Русские мыслители | страница 12
В Four Essays on Liberty[18] автор выдвигает предположение: плюралистические воззрения на мир часто суть итоги исторической клаустрофобии, наступающей во времена умственного и общественного застоя, когда людские дарования и способности, невыносимо стесненные требованием «быть, как все прочие», требуют: «больше света!»[19] Они также требуют: расширьте области личной ответственности, дозвольте нам действовать без оглядки! Но в течение всей истории господствуют монистические доктрины — и это доказывает, что люди куда более склонны страдать агорафобией: в минуты исторических кризисов, когда неизбежность выбора порождает и страхи и неврозы, человеческие существа охотно меняют сомнения и терзания, вызванные моральной ответственностью, на детерминистские убеждения — консервативные или радикальные, — дозволяющие жить «в тюремной тишине и покое, в довольстве и безопасности, [дающие] ощущение, что личность наконец-то сыскала себе надлежащее место в целом космосе»[20]. Берлин указывает: жажда уверенности и надежности испокон веку не бывала сильнее, чем в двадцатом столетии. А очерки о свободе громогласно предупреждают: нужно понимать — изощряя свою нравственную восприимчивость, «всеобъемлющий взгляд»[21] на мир, — откуда берутся наиглавнейшие заблуждения, служащие для подобных убеждений опорой.

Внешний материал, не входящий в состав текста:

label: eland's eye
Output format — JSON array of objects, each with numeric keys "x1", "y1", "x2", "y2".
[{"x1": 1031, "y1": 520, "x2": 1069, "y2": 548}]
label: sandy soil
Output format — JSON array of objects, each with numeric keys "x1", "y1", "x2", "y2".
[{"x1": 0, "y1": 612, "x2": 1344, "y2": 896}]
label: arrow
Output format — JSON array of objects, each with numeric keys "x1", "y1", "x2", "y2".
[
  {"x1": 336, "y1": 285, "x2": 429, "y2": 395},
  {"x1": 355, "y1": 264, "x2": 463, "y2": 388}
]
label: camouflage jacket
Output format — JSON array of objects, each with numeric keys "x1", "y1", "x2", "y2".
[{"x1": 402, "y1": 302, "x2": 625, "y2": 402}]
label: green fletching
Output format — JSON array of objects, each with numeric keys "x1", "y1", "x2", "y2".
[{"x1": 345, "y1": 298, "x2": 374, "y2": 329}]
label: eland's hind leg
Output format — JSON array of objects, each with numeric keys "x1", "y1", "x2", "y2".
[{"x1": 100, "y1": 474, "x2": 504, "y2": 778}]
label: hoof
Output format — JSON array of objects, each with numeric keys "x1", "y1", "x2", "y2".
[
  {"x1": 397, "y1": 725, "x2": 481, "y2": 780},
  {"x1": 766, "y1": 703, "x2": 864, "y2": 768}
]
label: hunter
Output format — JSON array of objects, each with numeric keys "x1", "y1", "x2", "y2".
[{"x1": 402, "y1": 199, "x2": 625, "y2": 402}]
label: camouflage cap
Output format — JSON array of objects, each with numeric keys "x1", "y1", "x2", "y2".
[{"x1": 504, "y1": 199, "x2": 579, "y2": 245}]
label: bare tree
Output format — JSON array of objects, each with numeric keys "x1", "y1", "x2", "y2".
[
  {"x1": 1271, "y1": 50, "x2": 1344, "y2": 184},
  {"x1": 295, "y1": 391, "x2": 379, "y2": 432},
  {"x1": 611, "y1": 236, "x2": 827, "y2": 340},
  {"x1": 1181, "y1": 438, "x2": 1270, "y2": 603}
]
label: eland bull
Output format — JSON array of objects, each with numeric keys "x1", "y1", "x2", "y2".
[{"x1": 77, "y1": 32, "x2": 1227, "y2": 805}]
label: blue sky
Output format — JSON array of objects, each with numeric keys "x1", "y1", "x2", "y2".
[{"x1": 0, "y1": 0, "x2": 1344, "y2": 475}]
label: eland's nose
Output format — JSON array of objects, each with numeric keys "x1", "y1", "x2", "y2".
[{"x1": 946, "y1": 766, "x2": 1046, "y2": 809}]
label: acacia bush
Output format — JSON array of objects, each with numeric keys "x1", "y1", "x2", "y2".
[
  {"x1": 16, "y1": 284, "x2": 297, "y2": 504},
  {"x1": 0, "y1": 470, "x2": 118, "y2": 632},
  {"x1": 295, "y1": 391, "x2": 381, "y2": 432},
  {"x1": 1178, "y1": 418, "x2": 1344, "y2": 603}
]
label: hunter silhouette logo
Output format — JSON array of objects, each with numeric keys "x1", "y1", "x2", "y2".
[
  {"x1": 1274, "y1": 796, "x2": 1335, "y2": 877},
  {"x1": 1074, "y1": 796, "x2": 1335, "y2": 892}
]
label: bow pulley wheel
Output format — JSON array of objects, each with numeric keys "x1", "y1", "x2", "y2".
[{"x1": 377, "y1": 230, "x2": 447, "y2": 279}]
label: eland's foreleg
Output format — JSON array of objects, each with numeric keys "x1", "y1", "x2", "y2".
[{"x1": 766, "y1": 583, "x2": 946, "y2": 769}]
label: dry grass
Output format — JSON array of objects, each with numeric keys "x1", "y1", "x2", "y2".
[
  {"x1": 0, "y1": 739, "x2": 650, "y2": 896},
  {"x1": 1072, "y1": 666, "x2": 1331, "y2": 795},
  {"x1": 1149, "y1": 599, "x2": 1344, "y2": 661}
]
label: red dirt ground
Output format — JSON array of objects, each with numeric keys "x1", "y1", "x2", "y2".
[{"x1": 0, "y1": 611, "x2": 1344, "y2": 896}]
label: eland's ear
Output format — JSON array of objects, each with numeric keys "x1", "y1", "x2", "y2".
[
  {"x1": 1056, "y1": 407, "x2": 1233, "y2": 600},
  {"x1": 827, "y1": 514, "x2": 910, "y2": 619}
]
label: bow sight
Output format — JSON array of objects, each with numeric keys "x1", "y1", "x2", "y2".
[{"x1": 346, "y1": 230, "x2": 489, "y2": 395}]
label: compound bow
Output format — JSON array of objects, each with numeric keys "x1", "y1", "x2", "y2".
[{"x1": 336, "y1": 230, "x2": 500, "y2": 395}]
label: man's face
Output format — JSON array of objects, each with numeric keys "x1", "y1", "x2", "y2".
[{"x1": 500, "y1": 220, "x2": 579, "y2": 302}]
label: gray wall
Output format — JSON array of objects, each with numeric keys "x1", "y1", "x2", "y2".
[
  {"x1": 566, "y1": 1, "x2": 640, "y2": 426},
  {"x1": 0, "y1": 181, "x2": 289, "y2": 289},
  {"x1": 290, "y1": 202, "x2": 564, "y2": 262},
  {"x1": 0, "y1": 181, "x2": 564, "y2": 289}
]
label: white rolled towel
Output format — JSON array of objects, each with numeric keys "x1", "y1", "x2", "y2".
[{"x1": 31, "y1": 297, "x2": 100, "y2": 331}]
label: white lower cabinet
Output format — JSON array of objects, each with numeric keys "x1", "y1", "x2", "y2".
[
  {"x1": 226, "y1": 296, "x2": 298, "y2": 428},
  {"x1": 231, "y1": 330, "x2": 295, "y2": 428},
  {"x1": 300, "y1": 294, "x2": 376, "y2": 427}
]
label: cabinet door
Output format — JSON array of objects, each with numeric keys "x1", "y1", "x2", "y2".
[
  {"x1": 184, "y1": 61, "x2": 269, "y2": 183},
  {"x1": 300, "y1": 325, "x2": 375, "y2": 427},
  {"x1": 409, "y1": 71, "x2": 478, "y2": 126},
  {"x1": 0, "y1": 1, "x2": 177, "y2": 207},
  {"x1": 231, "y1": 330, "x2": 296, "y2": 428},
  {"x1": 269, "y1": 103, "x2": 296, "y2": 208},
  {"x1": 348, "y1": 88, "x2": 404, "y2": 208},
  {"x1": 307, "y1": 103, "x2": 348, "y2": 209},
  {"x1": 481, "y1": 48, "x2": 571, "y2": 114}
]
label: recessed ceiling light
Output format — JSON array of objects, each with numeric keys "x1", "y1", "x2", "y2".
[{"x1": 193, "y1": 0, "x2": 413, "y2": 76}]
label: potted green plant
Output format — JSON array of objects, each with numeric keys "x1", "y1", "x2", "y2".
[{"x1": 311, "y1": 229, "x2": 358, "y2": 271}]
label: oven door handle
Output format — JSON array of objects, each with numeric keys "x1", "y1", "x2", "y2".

Как и многие иные либералы, Берлин считает, что упомянутую восприимчивость возможно изощрить, изучая интеллектуальные предпосылки русской революции. Но выводы Берлина отличаются от общелиберальных. Острое нравственное чутье, дозволившее сэру Исайе получить совершенно новое представление о европейских мыслителях, и побудило его отвергнуть устоявшееся мнение, гласящее, будто все русские интеллигенты — до единого человека — были монистами-фанатиками: историческое злополучие крепко предрасполагало интеллигенцию к обоим разновидностям мировоззрения, монистической и плюралистической. Интеллигенция тем и привлекательна, что наиболее чуткие представители ее одновременно — и одинаково остро — маялись исторической клаустрофобией и агорафобией, а стало быть, с жадностью тянулись к мессианским идеям и тот же час отшатывались от них, испытывая нравственное отвращение. Итогом этого, как доказывает Берлин, был исключительно сосредоточенный самоанализ, то и дело приводивший к чисто пророческому постижению великих и жгучих вопросов, порождаемых нашей эпохой.
Причины столь крайней русской агорафобии, породившей череду хилиастически-политических учений, хорошо известны: политическая реакция, воспоследовавшая за неудавшимся восстанием декабристов (1825), вызвала глубокое отчуждение умственной элиты, образованной на западный лад, от окружавшего непросвещенного общества. Не имея практического применения своим силам и дарованиям, интеллигенты с чисто религиозным пылом устремили свой общественный идеализм к поискам истины. Они изучали историософские системы германской идеалистической философии — в то время влиявшей на Европу сильнее, чем когда бы то ни было, — ища цельного мировоззрения, способного открыть некий смысл в обставшем хаосе, нравственном и общественном, дать надежную житейскую опору.